Fadli, yang mengaku sebagai pemborong proyek, menjelaskan, papan informasi proyek sebenarnya telah disiapkan. Namun, saat dilakukan pengecekan sebelumnya, papan tersebut sedang dalam proses penggantian sesuai arahan pengawas agar menggunakan format terbaru Tahun 2026.
“Papan proyek ada, hanya arahan pengawas diganti dengan papan proyek terbaru tahun 2026 sesuai instruksi bupati,” ujar Fadli saat dikonfirmasi melalui pesan WhatsApp, Rabu (15/7/2026).
Menanggapi informasi bahwa papan proyek belum terlihat di lokasi saat dilakukan pengecekan, Fadli mengaku langsung berkoordinasi dengan mandor di lapangan untuk memastikan keberadaannya.
“Saya tanya dulu ke mandor, kemungkinan sempat dicopot karena akan diganti.
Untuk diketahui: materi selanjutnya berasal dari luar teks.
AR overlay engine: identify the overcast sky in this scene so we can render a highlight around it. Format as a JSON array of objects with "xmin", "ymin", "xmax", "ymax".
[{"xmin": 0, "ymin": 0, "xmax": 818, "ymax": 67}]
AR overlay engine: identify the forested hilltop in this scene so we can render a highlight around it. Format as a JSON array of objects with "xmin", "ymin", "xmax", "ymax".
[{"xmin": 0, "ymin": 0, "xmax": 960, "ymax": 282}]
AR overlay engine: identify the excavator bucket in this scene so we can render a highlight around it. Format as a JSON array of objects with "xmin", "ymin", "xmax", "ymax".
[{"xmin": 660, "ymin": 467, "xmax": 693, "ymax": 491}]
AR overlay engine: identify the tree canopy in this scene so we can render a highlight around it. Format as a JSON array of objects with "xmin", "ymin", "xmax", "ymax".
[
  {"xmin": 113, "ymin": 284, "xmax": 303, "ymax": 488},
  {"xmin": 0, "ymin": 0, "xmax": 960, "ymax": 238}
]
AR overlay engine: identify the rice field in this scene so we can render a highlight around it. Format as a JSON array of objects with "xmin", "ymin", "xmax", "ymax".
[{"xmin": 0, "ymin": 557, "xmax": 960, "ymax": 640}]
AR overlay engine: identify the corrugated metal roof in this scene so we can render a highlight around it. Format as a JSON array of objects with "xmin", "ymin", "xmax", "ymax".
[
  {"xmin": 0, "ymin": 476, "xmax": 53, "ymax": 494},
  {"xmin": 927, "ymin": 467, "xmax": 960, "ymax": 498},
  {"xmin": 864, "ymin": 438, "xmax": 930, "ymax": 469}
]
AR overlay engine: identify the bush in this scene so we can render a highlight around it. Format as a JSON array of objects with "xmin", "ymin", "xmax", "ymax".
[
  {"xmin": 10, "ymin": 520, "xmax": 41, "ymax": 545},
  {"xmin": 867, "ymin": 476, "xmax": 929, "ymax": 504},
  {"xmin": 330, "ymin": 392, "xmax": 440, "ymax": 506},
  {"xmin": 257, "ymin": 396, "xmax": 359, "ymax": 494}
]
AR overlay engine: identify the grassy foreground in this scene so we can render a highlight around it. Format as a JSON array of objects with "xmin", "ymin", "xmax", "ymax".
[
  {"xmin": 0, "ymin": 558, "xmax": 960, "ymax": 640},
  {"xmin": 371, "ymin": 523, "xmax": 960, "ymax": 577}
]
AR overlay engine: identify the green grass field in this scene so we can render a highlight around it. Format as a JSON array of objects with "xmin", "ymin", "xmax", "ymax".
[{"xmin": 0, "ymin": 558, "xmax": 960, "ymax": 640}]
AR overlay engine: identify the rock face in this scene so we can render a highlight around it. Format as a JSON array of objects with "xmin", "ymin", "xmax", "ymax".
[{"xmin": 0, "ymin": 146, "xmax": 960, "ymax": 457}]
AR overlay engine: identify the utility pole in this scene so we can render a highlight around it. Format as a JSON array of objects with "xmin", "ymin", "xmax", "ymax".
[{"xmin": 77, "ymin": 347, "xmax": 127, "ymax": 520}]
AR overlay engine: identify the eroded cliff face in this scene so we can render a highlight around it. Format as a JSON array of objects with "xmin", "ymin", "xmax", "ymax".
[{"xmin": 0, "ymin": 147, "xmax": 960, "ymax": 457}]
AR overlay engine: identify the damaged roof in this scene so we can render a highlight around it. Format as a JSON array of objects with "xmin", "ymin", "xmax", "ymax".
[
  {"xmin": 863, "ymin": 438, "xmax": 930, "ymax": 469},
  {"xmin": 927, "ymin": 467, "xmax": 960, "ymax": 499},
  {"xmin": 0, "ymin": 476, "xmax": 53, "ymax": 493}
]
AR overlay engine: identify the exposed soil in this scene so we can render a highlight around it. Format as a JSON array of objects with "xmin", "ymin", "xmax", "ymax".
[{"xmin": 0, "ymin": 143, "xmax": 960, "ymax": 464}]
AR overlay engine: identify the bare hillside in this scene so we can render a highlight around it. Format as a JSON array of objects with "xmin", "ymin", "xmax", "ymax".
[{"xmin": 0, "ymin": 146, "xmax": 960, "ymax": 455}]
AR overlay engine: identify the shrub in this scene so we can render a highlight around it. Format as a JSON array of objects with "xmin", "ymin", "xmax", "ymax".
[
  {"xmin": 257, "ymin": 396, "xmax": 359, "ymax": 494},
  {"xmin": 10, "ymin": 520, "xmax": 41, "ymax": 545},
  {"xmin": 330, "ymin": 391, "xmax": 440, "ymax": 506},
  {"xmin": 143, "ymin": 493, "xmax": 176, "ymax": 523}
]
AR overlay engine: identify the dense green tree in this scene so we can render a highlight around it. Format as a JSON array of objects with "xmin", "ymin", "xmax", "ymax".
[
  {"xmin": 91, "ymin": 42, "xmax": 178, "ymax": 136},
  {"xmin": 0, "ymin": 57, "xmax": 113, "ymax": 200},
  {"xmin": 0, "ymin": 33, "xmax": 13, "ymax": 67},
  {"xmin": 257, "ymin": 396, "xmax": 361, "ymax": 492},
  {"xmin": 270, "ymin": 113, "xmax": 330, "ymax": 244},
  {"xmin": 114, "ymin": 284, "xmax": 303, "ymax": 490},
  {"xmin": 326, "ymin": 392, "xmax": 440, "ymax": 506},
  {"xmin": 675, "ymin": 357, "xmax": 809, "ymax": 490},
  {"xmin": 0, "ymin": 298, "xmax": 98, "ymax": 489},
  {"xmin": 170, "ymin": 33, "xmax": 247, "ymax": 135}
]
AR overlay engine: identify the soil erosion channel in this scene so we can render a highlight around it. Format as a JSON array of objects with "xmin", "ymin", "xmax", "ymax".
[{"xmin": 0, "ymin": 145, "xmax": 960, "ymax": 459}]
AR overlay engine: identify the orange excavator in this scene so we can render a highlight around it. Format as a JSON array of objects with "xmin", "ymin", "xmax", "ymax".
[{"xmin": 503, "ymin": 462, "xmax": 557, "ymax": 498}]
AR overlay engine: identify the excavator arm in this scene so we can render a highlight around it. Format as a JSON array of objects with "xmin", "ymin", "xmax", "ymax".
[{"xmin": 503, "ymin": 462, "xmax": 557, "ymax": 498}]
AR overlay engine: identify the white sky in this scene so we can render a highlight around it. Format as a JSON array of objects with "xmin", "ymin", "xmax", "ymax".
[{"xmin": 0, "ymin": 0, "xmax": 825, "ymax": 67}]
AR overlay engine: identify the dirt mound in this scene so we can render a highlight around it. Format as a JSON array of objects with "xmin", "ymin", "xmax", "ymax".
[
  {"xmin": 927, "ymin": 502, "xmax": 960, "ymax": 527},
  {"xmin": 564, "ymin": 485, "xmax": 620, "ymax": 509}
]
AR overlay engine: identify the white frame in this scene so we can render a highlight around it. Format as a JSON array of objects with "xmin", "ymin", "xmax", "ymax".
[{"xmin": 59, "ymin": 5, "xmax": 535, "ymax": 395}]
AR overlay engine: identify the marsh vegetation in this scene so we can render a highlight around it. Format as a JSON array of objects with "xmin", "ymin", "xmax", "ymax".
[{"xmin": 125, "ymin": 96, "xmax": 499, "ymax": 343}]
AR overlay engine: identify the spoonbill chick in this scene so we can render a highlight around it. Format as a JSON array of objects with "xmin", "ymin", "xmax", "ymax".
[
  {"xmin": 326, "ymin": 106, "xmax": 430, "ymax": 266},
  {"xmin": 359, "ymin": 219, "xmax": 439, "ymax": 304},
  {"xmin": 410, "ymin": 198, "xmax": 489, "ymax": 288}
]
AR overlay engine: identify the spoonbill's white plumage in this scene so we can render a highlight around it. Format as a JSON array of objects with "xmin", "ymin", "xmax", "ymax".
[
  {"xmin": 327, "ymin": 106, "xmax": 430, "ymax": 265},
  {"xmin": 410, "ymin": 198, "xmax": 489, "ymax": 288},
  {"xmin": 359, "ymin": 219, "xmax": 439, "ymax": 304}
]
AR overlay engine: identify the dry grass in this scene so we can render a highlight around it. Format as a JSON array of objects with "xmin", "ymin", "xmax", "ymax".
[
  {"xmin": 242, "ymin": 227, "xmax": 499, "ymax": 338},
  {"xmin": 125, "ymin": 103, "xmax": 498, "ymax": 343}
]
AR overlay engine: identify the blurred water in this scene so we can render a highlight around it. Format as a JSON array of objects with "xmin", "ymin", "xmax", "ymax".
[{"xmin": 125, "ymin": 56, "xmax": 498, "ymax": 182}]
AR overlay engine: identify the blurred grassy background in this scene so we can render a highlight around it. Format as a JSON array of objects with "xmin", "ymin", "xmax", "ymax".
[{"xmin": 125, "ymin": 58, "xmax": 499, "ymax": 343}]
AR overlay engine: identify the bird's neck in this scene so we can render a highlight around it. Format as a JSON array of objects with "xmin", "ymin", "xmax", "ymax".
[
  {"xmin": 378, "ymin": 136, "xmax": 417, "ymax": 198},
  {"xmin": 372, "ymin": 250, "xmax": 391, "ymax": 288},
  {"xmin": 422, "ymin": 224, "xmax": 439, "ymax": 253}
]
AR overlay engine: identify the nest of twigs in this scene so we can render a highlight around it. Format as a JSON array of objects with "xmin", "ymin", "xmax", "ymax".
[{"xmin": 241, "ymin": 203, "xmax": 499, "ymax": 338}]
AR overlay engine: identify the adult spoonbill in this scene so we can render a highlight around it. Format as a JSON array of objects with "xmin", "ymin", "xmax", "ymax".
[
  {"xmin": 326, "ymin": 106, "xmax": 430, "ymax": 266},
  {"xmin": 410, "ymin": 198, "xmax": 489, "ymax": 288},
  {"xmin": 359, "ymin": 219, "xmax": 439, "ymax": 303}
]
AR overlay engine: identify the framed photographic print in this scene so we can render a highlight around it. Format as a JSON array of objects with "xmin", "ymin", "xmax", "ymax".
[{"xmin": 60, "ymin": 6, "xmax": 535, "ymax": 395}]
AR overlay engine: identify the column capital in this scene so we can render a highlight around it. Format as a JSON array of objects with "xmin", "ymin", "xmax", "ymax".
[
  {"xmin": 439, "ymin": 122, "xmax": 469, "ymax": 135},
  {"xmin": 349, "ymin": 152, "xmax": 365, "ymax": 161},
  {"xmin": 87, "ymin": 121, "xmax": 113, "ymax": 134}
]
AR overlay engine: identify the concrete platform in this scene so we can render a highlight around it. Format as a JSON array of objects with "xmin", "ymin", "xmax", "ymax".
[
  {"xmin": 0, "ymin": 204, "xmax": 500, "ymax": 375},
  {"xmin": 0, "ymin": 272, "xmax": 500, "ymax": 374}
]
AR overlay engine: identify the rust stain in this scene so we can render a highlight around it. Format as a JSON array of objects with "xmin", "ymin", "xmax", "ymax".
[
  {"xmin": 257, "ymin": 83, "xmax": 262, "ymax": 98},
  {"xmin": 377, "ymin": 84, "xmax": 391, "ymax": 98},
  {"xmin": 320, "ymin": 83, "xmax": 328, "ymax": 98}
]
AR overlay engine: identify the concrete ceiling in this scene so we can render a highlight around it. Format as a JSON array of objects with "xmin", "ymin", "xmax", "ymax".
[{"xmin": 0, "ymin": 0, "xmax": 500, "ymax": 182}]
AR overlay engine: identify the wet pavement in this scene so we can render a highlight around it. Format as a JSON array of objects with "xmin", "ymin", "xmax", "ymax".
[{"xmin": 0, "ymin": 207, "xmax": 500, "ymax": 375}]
Hari ini saya pastikan papan proyek terbaru sudah terpasang di lokasi,” katanya.
Kemudian terkait dugaan penggunaan paku beton sebagai pengganti dynabolt pada pemasangan rangka baja ringan, Fadli mengatakan pihaknya akan meminta penjelasan kepada pelaksana teknis di lapangan.
“Saya coba tanyakan dulu ke mandor, kalau memang tidak pakai dynabolt nanti kita ganti,” ucapnya.
Sebagai tindak lanjut atas klarifikasi tersebut, pada Rabu (15/7/2026), jurnalis delik.co.id kembali menghubungi Fadli untuk meminta penjelasan mengenai dugaan penggunaan paku beton dalam pemasangan rangka baja ringan.
Berdasarkan informasi yang diterimanya dari mandor, Fadli menegaskan bahwa pemasangan dynabolt tetap akan dilakukan sesuai tahapan pekerjaan. Menurutnya, penggunaan paku beton hanya bersifat sementara karena proses pemasangan rangka atap belum selesai.
“Info dari mandor, pemasangan dynabolt itu pasti, tidak mungkin pakai paku beton. Paku beton itu hanya sementara karena bentuk atapnya huruf L dan pekerjaan atap baru sekitar 20 persen, jadi belum final,” jelasnya.
Selain memberikan penjelasan, Fadli juga mengirimkan dokumentasi berupa foto yang menunjukkan papan informasi proyek telah terpasang di lokasi pekerjaan.
“Papan informasi proyek sudah dipasang,” ujarnya.
Berdasarkan data proyek, rehabilitasi ruang kelas SDN Sumurlaban II memiliki nilai kontrak sebesar Rp395.682.000 yang bersumber dari APBD Kabupaten Karawang Tahun Anggaran 2026. Pekerjaan dilaksanakan selama 90 hari kalender, terhitung sejak 26 Juni hingga 23 September 2026, dengan masa pemeliharaan selama 180 hari kalender. Proyek tersebut dikerjakan oleh CV. Cahaya Bumi Persada.
Melalui klarifikasi ini, pihak pelaksana proses rehabilitasi ruang kelas SDN Sumurlaban II masih terus berlangsung sesuai tahapan pekerjaan, dan klarifikasi ini menjadi bagian dari penyampaian informasi yang berimbang kepada masyarakat. (man/red).